Hold On

Why couldn’t I just have an excellent day?

A day where I woke up in Merry’s arms, my kid safe and snug and warm under his roof in his new awesome lake house that had new double-paned windows and a new furnace.

A day where Merry made us pancakes and teamed up with my kid to give me shit, which I would for eternity (if I had the shot) make them think annoyed me when I secretly loved every second of it.

A day where Merry said he wanted Christmas and he wanted us to move in with him.

A day where I could buy a bunch of Christmas crap that (best case) Merry was going to think was hilariously me or (worst case) Merry was going to hate. For the former, he’d just tease me, and if it was the latter, he’d still let me have what I want.

Why, from the parking lot of Bobbie’s Garden Shoppe, couldn’t I go to the grocery store, buy a tube of premade Christmas cookie dough (cookie dough was not candy, so it didn’t count) and some Pringles (because we were low), go home, make Christmas cookies for my boys, and decorate a tree my man (and maybe my kid) were gonna hate?

Why?

Why couldn’t all that just be without anything fucking with it?

“Mia, really, today’s been a good day and I’m not—” I started.

She got closer to me (something I liked even less than her being there at all) and cut me off. “Today’s been a good day? Has it, Cher? Has it been a good day for you? Well, how lucky you are. Because today and yesterday and the last three months have been shit for me…” Her face twisted before she finished, “Because of you.”

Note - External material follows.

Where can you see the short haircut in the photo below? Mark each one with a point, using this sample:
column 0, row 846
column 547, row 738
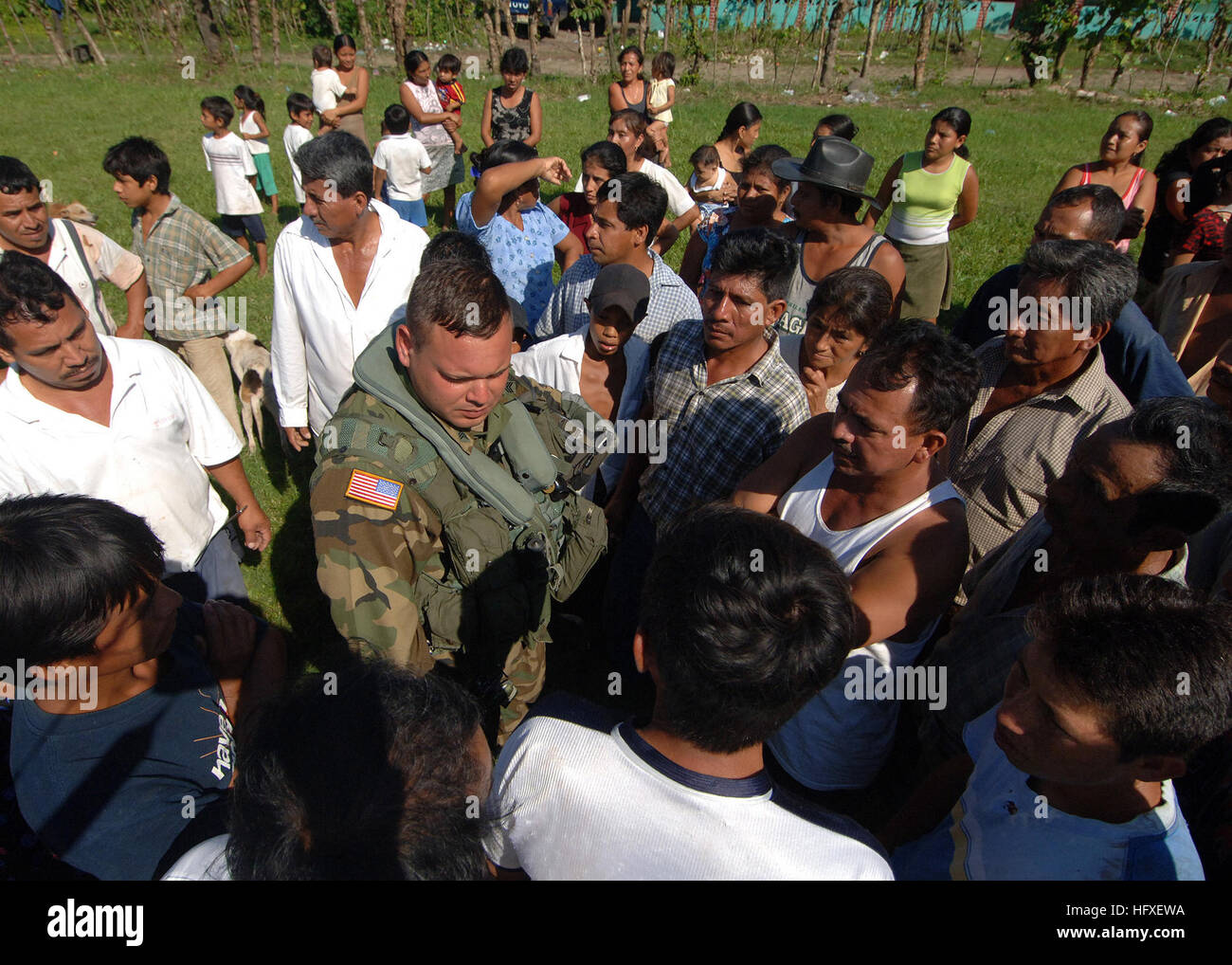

No wonder Merry scraped her off. She was a pain in the ass.

“If you think I’m lucky, babe, then—” I tried again.

I didn’t get far.

“Do I think you’re lucky?” she sniped. Her gaze cut inside my car and back to me, and her voice degenerated significantly when she asked, “Merry needs Christmas decorations for his new house?”

Okay, right.

I was done. I didn’t need this and I wasn’t going to have it.

So I was going to end it.

“If you’ve deluded yourself into thinking I’m the cause of all your problems, that’s your gig, Mia. It has nothing to do with me. Take it elsewhere,” I stated.

“Deluded?” she asked, coming even closer. “Isn’t it you who’s fucking my husband?”

“No. It’s me who’s fucking Garrett Merrick, who isn’t your husband. Now, step back,” I demanded.

She didn’t step back.

“He’ll come back to me,” she declared.

“Whatever,” I muttered, grabbed the handles of the last bag in the cart and put it into my car.

“He will. He’ll come back. It’s him and me and everyone knows it,” she pushed.

“Really? Are you that deep in the fantasy? How sad.”

I didn’t say that.

My head turned at the new voice.

And when I saw who was behind it, I stopped dead.

I did this because, joining our tableau, was Susie Shepherd.

And her catty, bitch-from-hell eyes were aimed at Mia.

I didn’t know Susie. Not at all. She never came into the bar partly because she was Colt’s ex, partly because she was kidnapped by Denny Lowe and shot by him during her time as a hostage, and partly because everyone in town knew she’d sold her story, which made the residue of Lowe’s journey of lunacy last a lot longer.

She was also known ’burg-wide as a soulless, selfish, spoiled bitch.